From homeless to High Sheriff – the rise and rise of Jack Sapsworth MBE
IT’S THE sort of story you couldn’t make up , , , of how a homeless Luton lad beat off adversity to become the High Sheriff of Bedfordshire.
This heartwarming tale of triumph over tragedy proves that humble beginnings are no barrier to sky high achievement when heart, soul and hard work are involved.
Popular Luton businessman Jack Sapsworth MBE still can’t believe his good fortune.
The Glaswegian-born Hatters fan, who considers himself a Lutonian “through-and-through,” said: “It was a great honour to be asked and I will endeavour to represent the county to the best of my ability.”
His one sadness is that the grandparents who brought him up will not be there to see his installation at Putteridge Bury in March, at an occasion full of pomp and ceremony.
Jack’s parents and grandparents were profoundly deaf. He was brought up by his maternal grandparents in Bonnybridge after his father died of TB when Jack was only two.
“My upbringing was very, very quiet,” he smiled. “But it was wonderful. My grandparents were very loving and caring and I couldn’t have wished for anything better.”

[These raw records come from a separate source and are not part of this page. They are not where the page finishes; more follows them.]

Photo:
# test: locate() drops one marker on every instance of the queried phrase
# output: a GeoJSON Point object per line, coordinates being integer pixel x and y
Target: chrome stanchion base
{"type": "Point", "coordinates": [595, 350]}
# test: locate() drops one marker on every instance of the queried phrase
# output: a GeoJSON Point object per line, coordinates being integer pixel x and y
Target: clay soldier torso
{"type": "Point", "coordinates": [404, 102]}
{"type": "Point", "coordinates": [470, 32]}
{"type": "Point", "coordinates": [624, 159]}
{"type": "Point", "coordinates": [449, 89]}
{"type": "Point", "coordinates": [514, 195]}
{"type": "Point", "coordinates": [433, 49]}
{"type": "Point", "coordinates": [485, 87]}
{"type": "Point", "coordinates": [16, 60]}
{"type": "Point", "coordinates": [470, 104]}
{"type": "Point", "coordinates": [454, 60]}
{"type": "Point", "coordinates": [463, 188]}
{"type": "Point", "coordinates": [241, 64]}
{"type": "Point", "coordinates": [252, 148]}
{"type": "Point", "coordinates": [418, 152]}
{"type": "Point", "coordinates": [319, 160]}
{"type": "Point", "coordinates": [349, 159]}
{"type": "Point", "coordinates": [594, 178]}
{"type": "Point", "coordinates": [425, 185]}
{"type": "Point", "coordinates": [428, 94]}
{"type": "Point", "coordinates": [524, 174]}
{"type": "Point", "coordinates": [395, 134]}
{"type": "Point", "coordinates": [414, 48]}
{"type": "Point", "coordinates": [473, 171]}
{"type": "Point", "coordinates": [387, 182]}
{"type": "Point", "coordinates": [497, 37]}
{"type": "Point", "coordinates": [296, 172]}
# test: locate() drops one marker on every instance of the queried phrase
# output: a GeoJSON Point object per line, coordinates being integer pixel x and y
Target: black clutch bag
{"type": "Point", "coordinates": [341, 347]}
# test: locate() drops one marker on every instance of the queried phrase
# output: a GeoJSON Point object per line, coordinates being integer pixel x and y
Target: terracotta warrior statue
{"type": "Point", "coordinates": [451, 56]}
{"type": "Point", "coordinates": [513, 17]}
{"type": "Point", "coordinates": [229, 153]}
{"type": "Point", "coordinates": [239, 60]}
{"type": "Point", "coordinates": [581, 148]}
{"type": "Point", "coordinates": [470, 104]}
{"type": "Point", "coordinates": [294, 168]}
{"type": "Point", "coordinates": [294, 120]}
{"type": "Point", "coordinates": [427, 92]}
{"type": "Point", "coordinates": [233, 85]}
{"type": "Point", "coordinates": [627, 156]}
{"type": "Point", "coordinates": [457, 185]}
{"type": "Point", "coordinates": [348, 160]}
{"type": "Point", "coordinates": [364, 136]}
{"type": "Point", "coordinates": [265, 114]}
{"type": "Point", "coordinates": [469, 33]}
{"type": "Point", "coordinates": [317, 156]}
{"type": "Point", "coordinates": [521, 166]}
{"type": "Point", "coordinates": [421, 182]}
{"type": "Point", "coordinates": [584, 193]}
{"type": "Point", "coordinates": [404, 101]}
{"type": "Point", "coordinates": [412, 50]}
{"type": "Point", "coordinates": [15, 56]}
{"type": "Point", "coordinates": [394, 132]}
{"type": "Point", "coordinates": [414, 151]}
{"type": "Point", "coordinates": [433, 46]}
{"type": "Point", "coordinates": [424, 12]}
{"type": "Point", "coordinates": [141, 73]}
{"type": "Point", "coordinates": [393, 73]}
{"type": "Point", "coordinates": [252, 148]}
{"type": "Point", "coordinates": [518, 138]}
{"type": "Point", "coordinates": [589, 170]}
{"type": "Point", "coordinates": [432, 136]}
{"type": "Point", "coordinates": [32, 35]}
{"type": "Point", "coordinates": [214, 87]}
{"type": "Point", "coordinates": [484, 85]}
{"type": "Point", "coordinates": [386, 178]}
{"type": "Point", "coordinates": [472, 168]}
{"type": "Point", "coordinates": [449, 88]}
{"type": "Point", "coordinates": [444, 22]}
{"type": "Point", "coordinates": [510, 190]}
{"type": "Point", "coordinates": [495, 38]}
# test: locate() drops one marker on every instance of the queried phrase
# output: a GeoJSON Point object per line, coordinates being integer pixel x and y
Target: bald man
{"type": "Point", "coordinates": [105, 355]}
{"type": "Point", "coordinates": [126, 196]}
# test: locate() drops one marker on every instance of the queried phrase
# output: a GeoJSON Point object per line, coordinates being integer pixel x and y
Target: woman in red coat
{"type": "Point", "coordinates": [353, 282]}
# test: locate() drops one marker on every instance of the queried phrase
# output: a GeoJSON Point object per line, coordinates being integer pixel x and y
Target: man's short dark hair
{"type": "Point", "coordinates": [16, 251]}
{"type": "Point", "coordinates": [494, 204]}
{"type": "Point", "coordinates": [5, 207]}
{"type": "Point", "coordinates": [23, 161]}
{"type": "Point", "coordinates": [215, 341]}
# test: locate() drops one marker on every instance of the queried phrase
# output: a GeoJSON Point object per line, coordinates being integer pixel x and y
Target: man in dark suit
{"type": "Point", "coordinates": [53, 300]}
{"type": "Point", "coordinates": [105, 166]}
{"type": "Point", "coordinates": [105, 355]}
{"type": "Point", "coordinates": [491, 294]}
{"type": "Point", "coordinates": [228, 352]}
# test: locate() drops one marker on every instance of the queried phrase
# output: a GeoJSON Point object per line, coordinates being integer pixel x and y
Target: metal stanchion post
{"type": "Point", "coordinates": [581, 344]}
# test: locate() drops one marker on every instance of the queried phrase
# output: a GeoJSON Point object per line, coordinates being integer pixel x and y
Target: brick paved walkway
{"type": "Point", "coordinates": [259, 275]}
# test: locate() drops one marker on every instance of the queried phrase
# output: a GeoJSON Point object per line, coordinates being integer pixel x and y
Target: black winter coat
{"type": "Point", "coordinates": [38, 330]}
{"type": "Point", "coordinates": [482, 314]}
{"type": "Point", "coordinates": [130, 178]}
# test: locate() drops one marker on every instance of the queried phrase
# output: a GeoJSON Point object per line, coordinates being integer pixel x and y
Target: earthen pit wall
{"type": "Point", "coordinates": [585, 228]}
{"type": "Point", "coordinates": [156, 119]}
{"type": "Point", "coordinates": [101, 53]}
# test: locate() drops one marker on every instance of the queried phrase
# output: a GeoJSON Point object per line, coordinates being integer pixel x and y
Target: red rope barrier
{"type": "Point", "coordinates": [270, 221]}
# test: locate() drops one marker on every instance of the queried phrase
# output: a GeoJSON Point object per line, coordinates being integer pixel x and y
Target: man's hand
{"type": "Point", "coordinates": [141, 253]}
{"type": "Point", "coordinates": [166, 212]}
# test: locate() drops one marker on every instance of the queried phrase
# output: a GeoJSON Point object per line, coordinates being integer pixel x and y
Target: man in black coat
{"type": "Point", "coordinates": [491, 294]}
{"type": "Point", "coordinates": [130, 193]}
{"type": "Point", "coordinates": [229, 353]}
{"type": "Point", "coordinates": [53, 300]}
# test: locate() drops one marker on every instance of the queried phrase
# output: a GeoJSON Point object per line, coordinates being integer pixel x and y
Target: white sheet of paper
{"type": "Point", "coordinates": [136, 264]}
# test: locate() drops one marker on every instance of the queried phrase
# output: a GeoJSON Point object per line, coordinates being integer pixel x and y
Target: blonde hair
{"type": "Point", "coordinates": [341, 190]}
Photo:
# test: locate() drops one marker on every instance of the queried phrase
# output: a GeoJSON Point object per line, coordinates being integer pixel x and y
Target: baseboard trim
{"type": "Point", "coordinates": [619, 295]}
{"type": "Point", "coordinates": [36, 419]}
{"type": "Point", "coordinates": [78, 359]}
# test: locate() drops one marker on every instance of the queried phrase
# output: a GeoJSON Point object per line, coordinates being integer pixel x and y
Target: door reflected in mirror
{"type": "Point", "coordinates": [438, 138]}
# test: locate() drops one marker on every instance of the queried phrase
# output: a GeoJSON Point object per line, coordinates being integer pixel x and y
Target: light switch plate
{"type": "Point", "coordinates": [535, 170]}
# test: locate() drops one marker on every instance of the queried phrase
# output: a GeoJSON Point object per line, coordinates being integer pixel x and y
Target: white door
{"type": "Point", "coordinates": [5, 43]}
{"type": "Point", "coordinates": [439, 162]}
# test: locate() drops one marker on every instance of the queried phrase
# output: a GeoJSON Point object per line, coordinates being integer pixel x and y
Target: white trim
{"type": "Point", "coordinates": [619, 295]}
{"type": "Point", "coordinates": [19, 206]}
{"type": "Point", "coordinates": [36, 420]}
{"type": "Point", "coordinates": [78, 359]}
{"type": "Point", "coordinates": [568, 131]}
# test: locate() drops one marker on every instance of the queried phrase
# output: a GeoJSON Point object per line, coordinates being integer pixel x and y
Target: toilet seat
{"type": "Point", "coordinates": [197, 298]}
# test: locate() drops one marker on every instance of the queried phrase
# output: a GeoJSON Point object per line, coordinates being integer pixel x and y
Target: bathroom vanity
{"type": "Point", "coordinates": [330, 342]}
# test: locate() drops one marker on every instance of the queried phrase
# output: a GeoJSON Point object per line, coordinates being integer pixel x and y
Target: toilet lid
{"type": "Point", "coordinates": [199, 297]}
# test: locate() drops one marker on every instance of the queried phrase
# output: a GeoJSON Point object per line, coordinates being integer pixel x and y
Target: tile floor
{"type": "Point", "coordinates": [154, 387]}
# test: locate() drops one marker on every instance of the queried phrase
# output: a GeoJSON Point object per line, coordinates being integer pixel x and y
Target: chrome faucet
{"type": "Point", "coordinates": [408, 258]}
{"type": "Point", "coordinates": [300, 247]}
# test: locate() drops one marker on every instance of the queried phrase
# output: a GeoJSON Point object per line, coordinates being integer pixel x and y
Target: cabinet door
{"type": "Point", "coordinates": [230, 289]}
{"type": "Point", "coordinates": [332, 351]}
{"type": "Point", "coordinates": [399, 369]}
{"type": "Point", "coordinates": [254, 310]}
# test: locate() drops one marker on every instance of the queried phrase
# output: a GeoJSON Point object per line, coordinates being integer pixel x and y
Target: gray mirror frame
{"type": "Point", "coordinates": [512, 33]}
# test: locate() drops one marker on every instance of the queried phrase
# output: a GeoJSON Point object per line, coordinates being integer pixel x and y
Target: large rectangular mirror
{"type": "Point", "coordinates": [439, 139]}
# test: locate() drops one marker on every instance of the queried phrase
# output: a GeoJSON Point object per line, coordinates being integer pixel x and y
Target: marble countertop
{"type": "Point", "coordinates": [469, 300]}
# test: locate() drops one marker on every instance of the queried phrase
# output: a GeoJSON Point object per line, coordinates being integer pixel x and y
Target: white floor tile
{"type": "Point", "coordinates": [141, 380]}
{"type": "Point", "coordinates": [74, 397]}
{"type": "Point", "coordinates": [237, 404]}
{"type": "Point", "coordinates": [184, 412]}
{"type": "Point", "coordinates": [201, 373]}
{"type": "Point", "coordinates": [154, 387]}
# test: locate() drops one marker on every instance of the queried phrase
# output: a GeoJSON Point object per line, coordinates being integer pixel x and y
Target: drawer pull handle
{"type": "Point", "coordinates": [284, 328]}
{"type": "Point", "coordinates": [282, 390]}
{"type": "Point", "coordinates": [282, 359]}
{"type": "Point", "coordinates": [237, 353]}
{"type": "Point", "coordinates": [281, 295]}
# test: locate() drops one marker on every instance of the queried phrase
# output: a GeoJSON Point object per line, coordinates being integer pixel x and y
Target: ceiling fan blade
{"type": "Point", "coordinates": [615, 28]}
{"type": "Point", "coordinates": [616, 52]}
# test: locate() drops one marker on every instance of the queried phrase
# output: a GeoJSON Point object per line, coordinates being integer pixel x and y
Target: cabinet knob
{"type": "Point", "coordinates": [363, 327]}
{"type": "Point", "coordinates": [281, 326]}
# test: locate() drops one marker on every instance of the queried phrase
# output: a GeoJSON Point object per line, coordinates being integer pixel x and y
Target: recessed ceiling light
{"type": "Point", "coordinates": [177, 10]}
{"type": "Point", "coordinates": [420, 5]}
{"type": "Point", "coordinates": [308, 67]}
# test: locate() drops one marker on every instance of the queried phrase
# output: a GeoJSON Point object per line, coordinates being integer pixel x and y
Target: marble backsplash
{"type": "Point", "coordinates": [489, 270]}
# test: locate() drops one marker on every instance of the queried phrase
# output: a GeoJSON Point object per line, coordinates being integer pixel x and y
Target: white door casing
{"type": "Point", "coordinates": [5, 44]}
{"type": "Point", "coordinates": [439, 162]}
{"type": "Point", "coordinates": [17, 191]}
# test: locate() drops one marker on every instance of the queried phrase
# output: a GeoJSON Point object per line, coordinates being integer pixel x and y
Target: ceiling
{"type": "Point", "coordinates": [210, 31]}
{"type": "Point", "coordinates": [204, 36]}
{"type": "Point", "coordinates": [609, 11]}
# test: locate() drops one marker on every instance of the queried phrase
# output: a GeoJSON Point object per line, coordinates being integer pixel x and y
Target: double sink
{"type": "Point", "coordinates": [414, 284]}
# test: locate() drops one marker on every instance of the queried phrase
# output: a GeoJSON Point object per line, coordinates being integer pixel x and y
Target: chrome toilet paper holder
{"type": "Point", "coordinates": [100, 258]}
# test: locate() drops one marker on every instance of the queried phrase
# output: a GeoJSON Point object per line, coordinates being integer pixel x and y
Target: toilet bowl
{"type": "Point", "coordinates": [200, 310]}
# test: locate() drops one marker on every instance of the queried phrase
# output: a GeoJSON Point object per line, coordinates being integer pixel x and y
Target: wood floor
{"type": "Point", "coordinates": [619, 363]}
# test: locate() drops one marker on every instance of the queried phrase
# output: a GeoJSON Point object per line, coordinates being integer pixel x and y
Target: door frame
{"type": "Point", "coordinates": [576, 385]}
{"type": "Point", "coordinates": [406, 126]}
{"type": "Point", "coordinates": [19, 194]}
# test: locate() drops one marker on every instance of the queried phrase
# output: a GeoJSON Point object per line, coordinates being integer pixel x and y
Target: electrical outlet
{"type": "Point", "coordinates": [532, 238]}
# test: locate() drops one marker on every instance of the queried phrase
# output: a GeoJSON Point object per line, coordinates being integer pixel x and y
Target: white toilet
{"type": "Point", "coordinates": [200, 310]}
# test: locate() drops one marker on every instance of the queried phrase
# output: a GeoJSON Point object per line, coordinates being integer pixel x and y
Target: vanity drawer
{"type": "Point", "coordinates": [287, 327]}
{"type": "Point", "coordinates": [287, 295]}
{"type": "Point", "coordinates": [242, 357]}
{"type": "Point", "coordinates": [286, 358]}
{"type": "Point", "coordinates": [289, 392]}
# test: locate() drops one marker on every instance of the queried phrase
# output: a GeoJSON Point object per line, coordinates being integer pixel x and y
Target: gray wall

He headed south looking for work after leaving school. He’d been told there were jobs at Vauxhall and employment prospects were good.
“I lived rough and have experienced being homeless,” he admitted. “But I had the very fortunate opportunity of getting a job at a boarding house in Moor Street. With the job came a room.
“I quite fancied being a decorator and got an apprenticeship with a small company in Princess Street.”
From there Jack moved to the council housing department which he left in 1971 to set up his own business. By then he was married with three young sons and his boss told him he needed his brains examined, leaving a guaranteed job for life for the uncertainty ahead.
That was 40 years ago and J. Sapsworth Ltd, Glazing & Decorating Services, has gone from strength to strength. Two of his sons are employed in the family business and Jack, now 70, still goes in twice a week.
He lost his first wife, Betty, to cancer and married Lyn after meeting her in the hospice fundraising office.
“The rest is history,” he smiled.
Jack, a devout Christian, beat death twice in 2006 when he had complications from a rare blood disorder similar to leukaemia. But he pulled through “with the help of prayers and my family.”
His proudest moment was being awarded the MBE two years later. “It came as a complete surprise,” he said. “I thought why me? But I had the most wonderful day with my wife and sons.”
This modest Rotarian who works tirelessly for charity and the community is a former chairman of Signposts (Luton) and trustee of Keech Hospice Care. He is also vice president of Luton Town Football Club.
Next year will be an extremely busy one for the man who concedes he may have to retire to keep up with his new commitments. Lyn will be by his side as High Sheriff’s consort.
He still can’t believe why he was chosen to wear the black jacket, buckled shoes, jabot and sword.
“I’m just an ordinary man,” he said. “It’s such an honour and I feel so humble.”